Wielu rolników będzie musiało uzupełnić zapasy. Problemem jest wysoka wilgoć. Wyższe koszty suszenia ziarna będą miały wpływ na cenę. Ale na razie na targowiskach zainteresowanie kukurydzą z ubiegłorocznych zapasów jest niewielkie mimo, że jej cena jest nawet o 20% niższa.
Robert Padula tej wiosny, nie tylko stracił uprawy. Wodę miał nawet na podwórku.
Pieniądze na odbudowe gospodarstwa potrzebne są od zaraz, ale rolnik nie złożył wniosku.
Robert Paduła, Siedlce: nie mamy wyszacowanych strat w budynkach i maszynach, a to warunek, by o te pomoc się starać.
W gminie Oława powołano komisję, ale wycen jak nie było, tak nie ma. Jolanta Winiarska, Urząd Gminy Oława: od powodzi upłynęło 5 miesięcy, jest problem z oszacowaniem start w maszynach, jak mówią rolnicy, one zostały naprawione.

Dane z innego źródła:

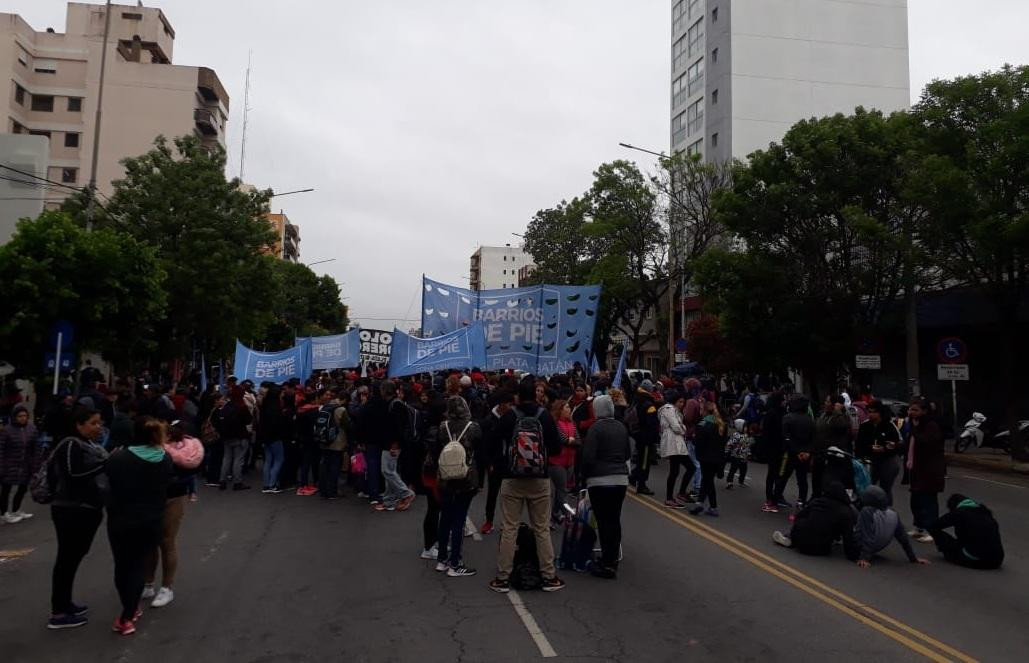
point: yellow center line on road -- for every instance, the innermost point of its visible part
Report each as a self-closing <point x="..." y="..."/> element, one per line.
<point x="883" y="623"/>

Doszło do przeterminowania – informuje Halina Twardowska z dolnośląskiego urzędu wojewódzkiego.
Halina Twardowska, Dolnośląski Urząd Wojewódzki: przepisy mówią, że komisja ma 2 miesiące na wyszacowanie start od stwierdzenia skutku.
A powódź była w maju. Woda zniszczyła wówczas panu Zbigniewowi Twardochlebowi rzepak i pszenice o wartości 100 tys. złotych. Maszyny ocalały, dlatego na pieniądze od Agencji nie może liczyć. Rolnik otrzyma tylko rządową pomoc… 4 tysiące złotych.
Zbigniew Twardochleb: dla mnie nie ma nic. Ja jestem zawieszony w próżni.
Straty powodziowe objęły na Dolnym Śląsku 60 tys. hektarów. I choć na pomoc rolnikom agencja przeznaczyła 100 mln euro, szansa że ktoś sięgnie po te pieniądze jest niewielka.